Patients with impaired calcium metabolism or postoperative hypothyroidism after an operation cannot always be discharged earlier from all hospitals because of staffing issues and the availability of suitable hospital beds. However, the study had some limitations: 1) Inherent limitations and risk of bias due to the study design were present i.e., registry-based and database studies (with retrospective design), 2) the data presented is from 2004 to 2008 and may not be representative of current practices or population characteristics, 3) there might be residual confounding given that the regression models contain only a few variables i.e., not including tumor size, range of thyroidectomy, and stage of cancer, and 4) the results cannot be generalized to other populations (the necessity of re-examining national data).
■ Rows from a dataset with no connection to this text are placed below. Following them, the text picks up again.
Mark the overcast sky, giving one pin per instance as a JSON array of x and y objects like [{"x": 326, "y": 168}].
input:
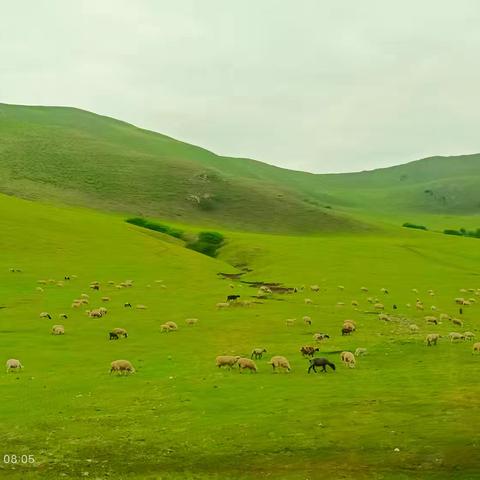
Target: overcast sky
[{"x": 323, "y": 86}]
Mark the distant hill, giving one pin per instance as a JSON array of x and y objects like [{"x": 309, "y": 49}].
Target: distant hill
[{"x": 72, "y": 156}]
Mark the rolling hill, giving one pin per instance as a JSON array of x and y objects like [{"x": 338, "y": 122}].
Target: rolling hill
[{"x": 66, "y": 155}]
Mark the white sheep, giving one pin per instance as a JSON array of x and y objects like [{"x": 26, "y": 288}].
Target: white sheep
[
  {"x": 348, "y": 359},
  {"x": 58, "y": 330},
  {"x": 226, "y": 360},
  {"x": 360, "y": 351},
  {"x": 13, "y": 364},
  {"x": 122, "y": 366},
  {"x": 246, "y": 364},
  {"x": 280, "y": 362}
]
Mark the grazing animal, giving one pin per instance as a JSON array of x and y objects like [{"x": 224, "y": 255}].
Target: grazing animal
[
  {"x": 279, "y": 362},
  {"x": 457, "y": 321},
  {"x": 432, "y": 339},
  {"x": 320, "y": 362},
  {"x": 121, "y": 332},
  {"x": 453, "y": 336},
  {"x": 348, "y": 358},
  {"x": 257, "y": 353},
  {"x": 58, "y": 330},
  {"x": 122, "y": 366},
  {"x": 246, "y": 364},
  {"x": 226, "y": 360},
  {"x": 360, "y": 351},
  {"x": 309, "y": 351},
  {"x": 13, "y": 364}
]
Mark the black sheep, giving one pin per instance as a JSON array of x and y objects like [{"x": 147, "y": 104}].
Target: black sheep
[{"x": 320, "y": 362}]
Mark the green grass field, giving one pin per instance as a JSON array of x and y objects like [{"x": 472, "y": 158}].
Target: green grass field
[{"x": 180, "y": 417}]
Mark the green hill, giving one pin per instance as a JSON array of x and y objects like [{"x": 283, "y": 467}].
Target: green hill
[
  {"x": 66, "y": 155},
  {"x": 72, "y": 156}
]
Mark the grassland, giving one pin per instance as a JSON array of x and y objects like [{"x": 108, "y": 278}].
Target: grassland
[
  {"x": 179, "y": 417},
  {"x": 70, "y": 156}
]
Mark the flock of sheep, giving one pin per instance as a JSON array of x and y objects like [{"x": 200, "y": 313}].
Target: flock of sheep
[{"x": 278, "y": 362}]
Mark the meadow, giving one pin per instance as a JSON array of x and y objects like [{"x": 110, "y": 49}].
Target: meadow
[{"x": 407, "y": 411}]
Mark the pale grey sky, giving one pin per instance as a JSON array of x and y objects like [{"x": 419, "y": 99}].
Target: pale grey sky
[{"x": 323, "y": 86}]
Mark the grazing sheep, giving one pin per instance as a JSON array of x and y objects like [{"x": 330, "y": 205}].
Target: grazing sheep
[
  {"x": 320, "y": 362},
  {"x": 457, "y": 321},
  {"x": 121, "y": 332},
  {"x": 122, "y": 366},
  {"x": 318, "y": 337},
  {"x": 58, "y": 330},
  {"x": 226, "y": 360},
  {"x": 246, "y": 364},
  {"x": 469, "y": 335},
  {"x": 279, "y": 362},
  {"x": 432, "y": 339},
  {"x": 309, "y": 351},
  {"x": 453, "y": 336},
  {"x": 13, "y": 364},
  {"x": 430, "y": 319},
  {"x": 257, "y": 353},
  {"x": 348, "y": 359}
]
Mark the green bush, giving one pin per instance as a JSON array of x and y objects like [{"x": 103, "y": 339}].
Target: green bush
[
  {"x": 157, "y": 227},
  {"x": 412, "y": 225},
  {"x": 207, "y": 243}
]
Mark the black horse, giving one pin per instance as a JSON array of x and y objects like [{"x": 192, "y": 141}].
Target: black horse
[{"x": 320, "y": 362}]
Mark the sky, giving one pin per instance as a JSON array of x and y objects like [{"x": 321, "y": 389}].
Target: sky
[{"x": 321, "y": 86}]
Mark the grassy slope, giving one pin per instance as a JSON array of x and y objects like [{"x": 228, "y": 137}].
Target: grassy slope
[
  {"x": 179, "y": 417},
  {"x": 73, "y": 156}
]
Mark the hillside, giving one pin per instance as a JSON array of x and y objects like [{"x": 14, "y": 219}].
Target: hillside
[
  {"x": 72, "y": 156},
  {"x": 66, "y": 155}
]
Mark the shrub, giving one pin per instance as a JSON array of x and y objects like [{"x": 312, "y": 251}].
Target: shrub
[
  {"x": 157, "y": 227},
  {"x": 207, "y": 243},
  {"x": 412, "y": 225}
]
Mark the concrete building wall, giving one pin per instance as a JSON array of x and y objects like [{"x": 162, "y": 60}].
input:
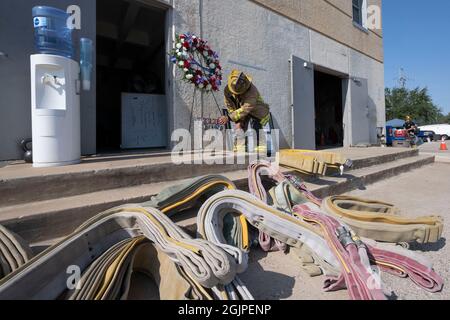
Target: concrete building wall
[
  {"x": 17, "y": 40},
  {"x": 248, "y": 36},
  {"x": 261, "y": 42}
]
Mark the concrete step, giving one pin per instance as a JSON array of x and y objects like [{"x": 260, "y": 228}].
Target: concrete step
[
  {"x": 43, "y": 220},
  {"x": 38, "y": 184},
  {"x": 21, "y": 184}
]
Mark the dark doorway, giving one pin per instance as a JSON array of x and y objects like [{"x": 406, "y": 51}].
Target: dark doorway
[
  {"x": 328, "y": 110},
  {"x": 130, "y": 60}
]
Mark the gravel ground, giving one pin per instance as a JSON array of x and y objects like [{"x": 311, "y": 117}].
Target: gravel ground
[{"x": 420, "y": 192}]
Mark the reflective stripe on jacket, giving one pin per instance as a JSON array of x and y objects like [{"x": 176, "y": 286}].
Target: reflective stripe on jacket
[{"x": 248, "y": 104}]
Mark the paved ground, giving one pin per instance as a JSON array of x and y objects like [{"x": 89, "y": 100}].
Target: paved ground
[
  {"x": 420, "y": 192},
  {"x": 433, "y": 149}
]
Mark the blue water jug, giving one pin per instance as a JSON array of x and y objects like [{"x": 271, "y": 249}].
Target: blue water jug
[{"x": 51, "y": 34}]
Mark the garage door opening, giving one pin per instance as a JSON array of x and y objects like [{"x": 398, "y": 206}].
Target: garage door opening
[
  {"x": 131, "y": 71},
  {"x": 328, "y": 111}
]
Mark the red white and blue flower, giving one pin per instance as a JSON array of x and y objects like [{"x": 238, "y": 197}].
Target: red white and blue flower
[{"x": 199, "y": 63}]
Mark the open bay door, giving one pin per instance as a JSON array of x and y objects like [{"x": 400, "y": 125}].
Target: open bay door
[
  {"x": 360, "y": 111},
  {"x": 304, "y": 127}
]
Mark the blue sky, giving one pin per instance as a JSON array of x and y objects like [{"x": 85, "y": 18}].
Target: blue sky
[{"x": 417, "y": 38}]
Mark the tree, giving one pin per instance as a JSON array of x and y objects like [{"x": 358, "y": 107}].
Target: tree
[{"x": 417, "y": 103}]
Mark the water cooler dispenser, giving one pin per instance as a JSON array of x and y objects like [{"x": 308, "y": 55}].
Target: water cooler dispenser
[{"x": 56, "y": 88}]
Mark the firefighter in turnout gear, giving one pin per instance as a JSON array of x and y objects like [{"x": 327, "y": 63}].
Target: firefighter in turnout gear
[{"x": 245, "y": 105}]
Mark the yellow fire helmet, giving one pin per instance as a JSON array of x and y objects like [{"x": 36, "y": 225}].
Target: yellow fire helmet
[{"x": 239, "y": 82}]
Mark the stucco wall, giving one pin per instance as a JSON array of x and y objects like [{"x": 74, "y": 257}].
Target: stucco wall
[
  {"x": 16, "y": 39},
  {"x": 332, "y": 18},
  {"x": 261, "y": 42}
]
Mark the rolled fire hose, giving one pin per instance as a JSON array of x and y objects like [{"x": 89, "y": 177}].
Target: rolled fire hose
[
  {"x": 379, "y": 221},
  {"x": 14, "y": 252},
  {"x": 369, "y": 219},
  {"x": 44, "y": 277},
  {"x": 278, "y": 225},
  {"x": 401, "y": 262},
  {"x": 352, "y": 254},
  {"x": 185, "y": 196},
  {"x": 312, "y": 162}
]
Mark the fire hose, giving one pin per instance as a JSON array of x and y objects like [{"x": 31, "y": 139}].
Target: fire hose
[
  {"x": 393, "y": 262},
  {"x": 44, "y": 277}
]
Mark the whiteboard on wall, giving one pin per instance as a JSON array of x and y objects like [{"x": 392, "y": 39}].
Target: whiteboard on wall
[{"x": 144, "y": 121}]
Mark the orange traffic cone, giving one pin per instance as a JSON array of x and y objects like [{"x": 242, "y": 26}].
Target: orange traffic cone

Although there were limitations to this study, four prognostic factors of prolonged hospitalization following surgery for thyroid cancer were identified, namely: age ≥ 45 years, cervical lymph node metastasis, impaired calcium metabolism, and postoperative hypothyroidism. The findings support the conclusion that patients who develop disorders of calcium metabolism or postoperative hypothyroidism after an operation should be transferred to a different bed type or, if possible, to outpatient care. The author hopes that the study findings give readers an opportunity to re-consider optimal acute care strategies in Japan.